Haida:
Aseguang.
Cumshawa.
Kayung.
Kung.
Kunχit.
Massett.
New Gold Harbor.
Skedan.
Skiteiget.
Tanu.
Tartanee.
Uttewas.
Kaigani:
Chatcheeni.
Clickass.
Howakan.
Quiahanless.
Shakan.

[Population.—]The population of the Haida is 2,500, none of whom are at present under an agent.

[TAKILMAN FAMILY.]

= Takilma, Gatschet in Mag. Am. Hist., 1882 (Lower Rogue River).

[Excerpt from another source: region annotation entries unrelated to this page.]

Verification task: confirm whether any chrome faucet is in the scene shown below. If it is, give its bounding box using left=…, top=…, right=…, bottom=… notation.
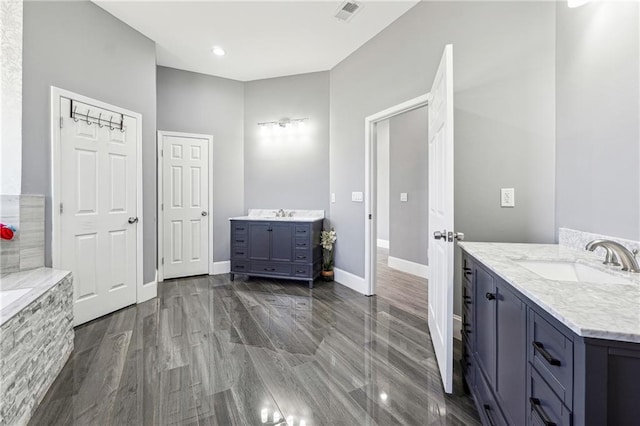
left=585, top=240, right=640, bottom=272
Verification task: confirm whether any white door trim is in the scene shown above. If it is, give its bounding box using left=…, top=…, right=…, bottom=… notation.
left=364, top=93, right=431, bottom=296
left=51, top=86, right=146, bottom=303
left=156, top=130, right=214, bottom=282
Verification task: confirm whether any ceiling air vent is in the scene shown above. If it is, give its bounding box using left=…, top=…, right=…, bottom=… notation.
left=335, top=0, right=362, bottom=22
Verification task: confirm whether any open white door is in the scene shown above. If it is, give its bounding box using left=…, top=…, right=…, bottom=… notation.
left=429, top=44, right=457, bottom=393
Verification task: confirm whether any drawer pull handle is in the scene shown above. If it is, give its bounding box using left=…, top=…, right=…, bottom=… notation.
left=532, top=342, right=562, bottom=367
left=482, top=404, right=496, bottom=426
left=529, top=398, right=557, bottom=426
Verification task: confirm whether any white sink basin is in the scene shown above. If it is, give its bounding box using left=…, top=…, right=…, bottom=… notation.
left=514, top=260, right=631, bottom=284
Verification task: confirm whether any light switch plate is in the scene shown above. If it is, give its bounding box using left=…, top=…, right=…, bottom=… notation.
left=500, top=188, right=516, bottom=207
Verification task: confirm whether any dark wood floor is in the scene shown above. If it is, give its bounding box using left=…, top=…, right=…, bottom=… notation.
left=30, top=268, right=478, bottom=426
left=376, top=247, right=428, bottom=320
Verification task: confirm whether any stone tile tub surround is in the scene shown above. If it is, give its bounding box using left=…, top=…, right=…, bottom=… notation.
left=458, top=242, right=640, bottom=343
left=0, top=195, right=44, bottom=275
left=0, top=268, right=74, bottom=425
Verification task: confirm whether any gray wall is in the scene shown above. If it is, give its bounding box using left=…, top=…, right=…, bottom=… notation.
left=556, top=2, right=640, bottom=240
left=330, top=2, right=556, bottom=312
left=376, top=120, right=389, bottom=241
left=244, top=72, right=329, bottom=212
left=22, top=1, right=156, bottom=282
left=157, top=67, right=244, bottom=262
left=389, top=107, right=429, bottom=265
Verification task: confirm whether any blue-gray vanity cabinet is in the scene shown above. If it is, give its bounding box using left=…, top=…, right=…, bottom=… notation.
left=231, top=219, right=323, bottom=288
left=467, top=260, right=526, bottom=424
left=462, top=250, right=640, bottom=426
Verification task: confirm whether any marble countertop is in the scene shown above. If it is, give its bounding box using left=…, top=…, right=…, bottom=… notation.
left=229, top=209, right=324, bottom=222
left=0, top=268, right=71, bottom=326
left=458, top=242, right=640, bottom=343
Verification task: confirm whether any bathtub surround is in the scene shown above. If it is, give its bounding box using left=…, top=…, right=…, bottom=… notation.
left=0, top=268, right=74, bottom=425
left=0, top=195, right=44, bottom=275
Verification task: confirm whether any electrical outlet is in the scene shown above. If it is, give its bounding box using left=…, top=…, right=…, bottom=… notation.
left=500, top=188, right=516, bottom=207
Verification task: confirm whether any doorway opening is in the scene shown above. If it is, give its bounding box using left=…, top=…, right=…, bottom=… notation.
left=364, top=93, right=430, bottom=296
left=375, top=106, right=429, bottom=320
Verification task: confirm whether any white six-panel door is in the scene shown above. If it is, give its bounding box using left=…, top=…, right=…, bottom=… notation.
left=160, top=133, right=209, bottom=278
left=58, top=98, right=139, bottom=325
left=428, top=44, right=454, bottom=393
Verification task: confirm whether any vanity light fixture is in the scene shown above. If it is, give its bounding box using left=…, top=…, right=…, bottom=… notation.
left=567, top=0, right=591, bottom=8
left=258, top=117, right=309, bottom=127
left=211, top=46, right=227, bottom=56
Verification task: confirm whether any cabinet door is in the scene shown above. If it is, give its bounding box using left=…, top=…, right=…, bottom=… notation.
left=271, top=223, right=293, bottom=262
left=474, top=267, right=496, bottom=387
left=494, top=279, right=527, bottom=425
left=249, top=222, right=271, bottom=260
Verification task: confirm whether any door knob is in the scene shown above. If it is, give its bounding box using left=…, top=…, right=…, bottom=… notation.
left=447, top=232, right=464, bottom=242
left=433, top=229, right=447, bottom=241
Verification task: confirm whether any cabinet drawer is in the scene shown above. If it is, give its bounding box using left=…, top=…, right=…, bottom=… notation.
left=231, top=260, right=249, bottom=274
left=231, top=234, right=248, bottom=247
left=293, top=250, right=313, bottom=263
left=528, top=367, right=571, bottom=426
left=294, top=238, right=311, bottom=250
left=292, top=265, right=312, bottom=278
left=528, top=310, right=573, bottom=408
left=251, top=262, right=291, bottom=275
left=231, top=247, right=248, bottom=259
left=231, top=223, right=247, bottom=234
left=295, top=224, right=311, bottom=238
left=476, top=370, right=508, bottom=426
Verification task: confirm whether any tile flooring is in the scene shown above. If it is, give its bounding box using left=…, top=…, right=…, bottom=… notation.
left=30, top=260, right=479, bottom=426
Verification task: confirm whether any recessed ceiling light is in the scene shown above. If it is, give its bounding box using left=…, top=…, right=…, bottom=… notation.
left=211, top=46, right=226, bottom=56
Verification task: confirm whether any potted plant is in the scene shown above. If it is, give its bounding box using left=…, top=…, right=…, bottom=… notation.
left=320, top=228, right=338, bottom=281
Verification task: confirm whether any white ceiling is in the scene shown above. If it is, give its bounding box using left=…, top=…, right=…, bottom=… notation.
left=93, top=0, right=418, bottom=81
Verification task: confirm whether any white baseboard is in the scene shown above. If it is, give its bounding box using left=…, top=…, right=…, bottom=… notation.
left=136, top=269, right=158, bottom=303
left=333, top=268, right=369, bottom=296
left=388, top=256, right=429, bottom=279
left=377, top=238, right=389, bottom=248
left=210, top=260, right=231, bottom=275
left=453, top=314, right=462, bottom=340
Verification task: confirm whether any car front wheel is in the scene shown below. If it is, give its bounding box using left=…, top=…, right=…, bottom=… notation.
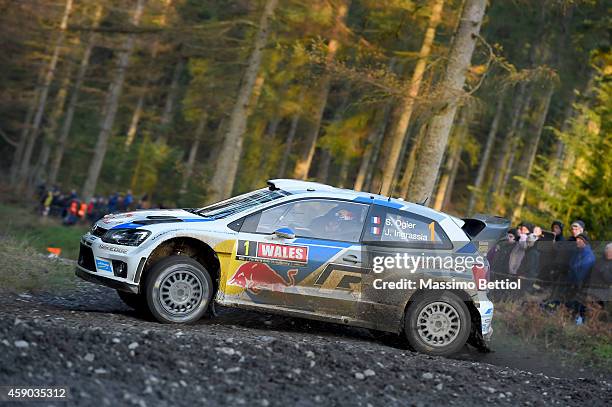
left=145, top=256, right=213, bottom=323
left=404, top=292, right=471, bottom=356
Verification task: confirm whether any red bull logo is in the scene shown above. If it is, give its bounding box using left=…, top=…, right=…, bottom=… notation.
left=228, top=262, right=297, bottom=294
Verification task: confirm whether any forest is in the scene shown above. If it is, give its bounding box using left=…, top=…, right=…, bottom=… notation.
left=0, top=0, right=612, bottom=240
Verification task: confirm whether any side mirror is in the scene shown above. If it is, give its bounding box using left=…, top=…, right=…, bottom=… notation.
left=274, top=228, right=295, bottom=239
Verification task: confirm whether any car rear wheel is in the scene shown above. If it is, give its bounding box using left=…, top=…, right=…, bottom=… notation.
left=117, top=290, right=147, bottom=312
left=404, top=292, right=471, bottom=356
left=145, top=256, right=213, bottom=324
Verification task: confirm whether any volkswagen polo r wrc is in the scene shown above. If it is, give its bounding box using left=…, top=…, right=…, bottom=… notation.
left=76, top=179, right=508, bottom=355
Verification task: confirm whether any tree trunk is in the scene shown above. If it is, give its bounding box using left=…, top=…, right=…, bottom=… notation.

This name was proposed by Mr. Gatschet for a distinct language spoken on the coast of Oregon about the lower Rogue River. Mr. Dorsey obtained a vocabulary in 1884 which he has compared with Athapascan, Kusan, Yakonan, and other languages spoken in the region without finding any marked resemblances. The family is hence admitted provisionally. The language appears to be spoken by but a single tribe, although there is a manuscript vocabulary in the Bureau of Ethnology exhibiting certain differences which may be dialectic.

[GEOGRAPHIC DISTRIBUTION.]

The Takilma formerly dwelt in villages along upper Rogue River, Oregon, all the latter, with one exception, being on the south side, from Illinois River on the southwest, to Deep Rock, which was nearer the head of the stream. They are now included among the “Rogue River Indians,” and they reside to the number of twenty-seven on the Siletz Reservation, Tillamook County, Oregon, where Dorsey found them in 1884.

[TAÑOAN FAMILY.]

> Tay-waugh, Lane (1854) in Schoolcraft, Ind. Tribes, V. 689, 1855 (Pueblos of San Juan, Santa Clara, Pojuaque, Nambe. San Il de Conso, and one Moqui pueblo). Keane, App. Stanford’s Comp. (Cent, and So. Am.), 479, 1878.

> Taño, Powell in Rocky Mountain Presbyterian, Nov., 1878 (includes Sandia, Téwa, San Ildefonso, San Juan, Santa Clara, Pojoaque, Nambé, Tesuque, Sinecú, Jemez, Taos, Picuri).